Ваго представил, какая широкая душа скрывается под черными розочками на груди Алвард, заерзал и тяжело вздохнул.
Когда же она, приблизившись к нему вплотную, страстно, с придыханием прошептала на ушко, что искусство любви уходит корнями в далекое прошлое, во времена существования гетер и куртизанок, Ваго почувствовал, что голова его начинает кружиться, а тело наполняется желанием.
– А представь ситуацию, дядя Ваго: встречаются парень с девушкой, о свадьбе думают. И хочет этот парень девушку свою поцеловать, да и не только поцеловать, но не может, потому как обычаи наши не позволяют к девушке прикасаться до свадьбы. А парень-то молодой, кровь играет. Что парню делать? Вот он и идет ко мне. И девушка честь свою сохраняет, и парню хорошо.
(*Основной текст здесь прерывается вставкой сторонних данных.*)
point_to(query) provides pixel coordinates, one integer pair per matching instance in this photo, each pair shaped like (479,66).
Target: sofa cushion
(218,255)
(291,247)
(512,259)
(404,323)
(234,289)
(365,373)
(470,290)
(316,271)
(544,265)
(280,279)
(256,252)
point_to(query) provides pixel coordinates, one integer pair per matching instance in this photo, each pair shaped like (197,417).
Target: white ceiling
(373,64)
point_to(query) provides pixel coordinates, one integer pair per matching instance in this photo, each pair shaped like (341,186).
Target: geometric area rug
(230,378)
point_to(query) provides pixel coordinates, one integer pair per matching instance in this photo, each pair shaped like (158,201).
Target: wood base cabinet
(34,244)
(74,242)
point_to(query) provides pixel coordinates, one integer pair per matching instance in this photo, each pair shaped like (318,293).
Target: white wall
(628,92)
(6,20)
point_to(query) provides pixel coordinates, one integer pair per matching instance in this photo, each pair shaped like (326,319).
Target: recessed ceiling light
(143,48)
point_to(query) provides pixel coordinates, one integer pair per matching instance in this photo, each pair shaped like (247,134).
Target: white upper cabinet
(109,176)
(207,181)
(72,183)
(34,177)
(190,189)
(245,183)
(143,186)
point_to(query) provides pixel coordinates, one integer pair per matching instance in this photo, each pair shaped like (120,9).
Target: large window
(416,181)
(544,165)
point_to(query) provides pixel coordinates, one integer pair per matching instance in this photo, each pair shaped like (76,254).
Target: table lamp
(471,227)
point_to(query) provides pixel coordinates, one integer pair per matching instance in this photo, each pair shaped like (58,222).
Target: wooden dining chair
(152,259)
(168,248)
Разве плохим делом я занимаюсь?
Впрочем, когда Алвард шептала последнюю фразу, блуждая руками по груди Ваго, тому уже было ни до парней, ни до девушек, ни до жителей всего микрорайона Эребуни. Он прильнул к алым губам Алвард и забылся.
Через час растрепанная жрица любви ушла, пообещав, что обязуется по очереди со своими подругами раз в неделю ублажать дядю Ваго и раз в месяц приносить ему процент от своих скромных доходов.
– Будешь крысятничать – убью! – пригрозил Ваго.
– Не буду, не буду, заведу тетрадку и стану всех записывать! А в конце месяца сядем вместе и посчитаем, сколько их было и какой тебе процент причитается. И Сусанне с Нвард расскажу, они тоже будут записывать. Нвард придет на следующей неделе, только ты, дядя Ваго, щеки свеклой не натирай – не срами нас на весь микрорайон.
– А ты откуда знаешь про свеклу? – удивился Ваго.
– А я все знаю, – Алвард улыбнулась таинственной улыбкой Джоконды и, виляя бедрами, ушла, оставив на губах Ваго помаду, а в душе – ощущение блаженства.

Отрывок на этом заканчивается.